CANNON BEACH, OR—At least six pagers for Cannon Beach firefighters, including the fire chief’s pager, did not activate for a three-alarm fire in Seaside in February because of poor reception.
Now, Marc Reckmann, the fire chief, sets his pager up in a windowsill where he knows he will get reception. Other firefighters do the same in their homes.
Reckmann said pagers don't always go off in the fire district's building, either. When they do, it can be difficult to understand, so they wait for a text from dispatch.
The Seaside dispatch center, which handles emergency calls for agencies in Seaside, Cannon Beach, Gearhart and Hamlet, said the text system was created as a backup for when pagers don't activate.
Reckmann, however, said a text does not always wake firefighters up in the middle of the night when there is a call like a pager does.
"This system is broken," Reckmann said. "This is now a public safety issue and a firefighter safety issue that our pagers are not going off … Somebody’s going to die because our pagers don’t go off."
The fire district, which serves Cannon Beach to Falcon Cove, has historically struggled with reception because of the mountainous terrain between radio repeaters. Certain areas are known to be dead zones.
Reception will not improve until Seaside dispatch sets up new simulcast sites. But there is no timeline for the project.
"I think our system does need to be upgraded, and that's what we're working on," said Mitch Brown, the communication's manager at the Seaside Police Department, which oversees the dispatch center. "I think we need to have a more redundant, robust system and that's what we're working towards."
Brown said they are in the beginning phases of organizing a plan before going to the Seaside City Council for approval to fund the costly upgrades. He said public safety concerns are why they are moving forward with the improvements.
The Cannon Beach fire district has said reception would likely improve under Astoria 911 Dispatch, which serves most of the police and fire agencies in Clatsop County.
Astoria has already made major upgrades as part of a response to a 2015 study by the U.S. Department of Homeland Security. The study also recommended consolidation between the Astoria and Seaside dispatch centers.

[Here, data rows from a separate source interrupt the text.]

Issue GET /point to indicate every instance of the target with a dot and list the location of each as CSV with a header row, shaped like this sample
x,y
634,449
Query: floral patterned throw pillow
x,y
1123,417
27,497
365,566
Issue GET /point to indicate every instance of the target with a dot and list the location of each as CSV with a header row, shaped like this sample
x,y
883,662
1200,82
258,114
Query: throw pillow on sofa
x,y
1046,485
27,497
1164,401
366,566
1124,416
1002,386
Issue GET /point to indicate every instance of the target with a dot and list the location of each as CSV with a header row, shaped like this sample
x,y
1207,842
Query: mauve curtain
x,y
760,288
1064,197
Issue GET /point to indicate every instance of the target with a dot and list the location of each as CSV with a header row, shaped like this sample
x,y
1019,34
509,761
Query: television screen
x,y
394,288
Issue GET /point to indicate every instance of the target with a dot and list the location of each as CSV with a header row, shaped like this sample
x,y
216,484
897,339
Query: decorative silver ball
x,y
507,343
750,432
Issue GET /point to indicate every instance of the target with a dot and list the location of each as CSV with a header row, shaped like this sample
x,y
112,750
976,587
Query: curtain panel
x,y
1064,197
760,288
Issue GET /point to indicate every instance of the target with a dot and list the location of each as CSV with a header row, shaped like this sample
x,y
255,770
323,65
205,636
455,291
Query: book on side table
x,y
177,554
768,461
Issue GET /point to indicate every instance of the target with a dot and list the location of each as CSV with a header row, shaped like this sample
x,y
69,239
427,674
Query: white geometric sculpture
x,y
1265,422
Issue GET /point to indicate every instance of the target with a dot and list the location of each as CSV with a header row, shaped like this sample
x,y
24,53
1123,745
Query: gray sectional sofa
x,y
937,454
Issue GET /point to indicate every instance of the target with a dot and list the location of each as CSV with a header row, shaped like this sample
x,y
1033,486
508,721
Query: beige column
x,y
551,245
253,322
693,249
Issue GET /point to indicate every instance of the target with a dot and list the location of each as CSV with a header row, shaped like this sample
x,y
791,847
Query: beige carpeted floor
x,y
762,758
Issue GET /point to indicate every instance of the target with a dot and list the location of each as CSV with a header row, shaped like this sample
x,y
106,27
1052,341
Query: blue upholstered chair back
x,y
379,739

Separate studies in 2008 and 1999 that analyzed 911 dispatch in the county also recommended a consolidated dispatch center. One center could maximize limited staffing and resources and improve the coordination of emergency response and communication.
The study in 2008 was initiated after the mayors of Astoria, Cannon Beach, Warrenton, Seaside and Gearhart sent a letter to the county Board of Commissioners asking them to investigate consolidation. The mayors said the time had come to move to a "single, more effective and cost efficient system."
"Every one of these studies says the exact same thing; that we need to merge dispatch centers. That the current situation is insufficient, does not work, lives are at stake — there’s three studies that say it and yet we’re still doing the same thing," Reckmann said.
Even if the two dispatch centers do not merge, he said, they should at least work off of the same channel to improve communication and response time.
Brown said he doesn't think moving to the same channel would necessarily improve communication. He said it could create other problems.
"I know there’s a way. It’s the willingness to do it … It’s not can we, it’s will we?" Reckmann said.
"We’re extremely short volunteers and when you start having pagers not go off that makes it even more short and also it kills morale … That kills their motivation," he said.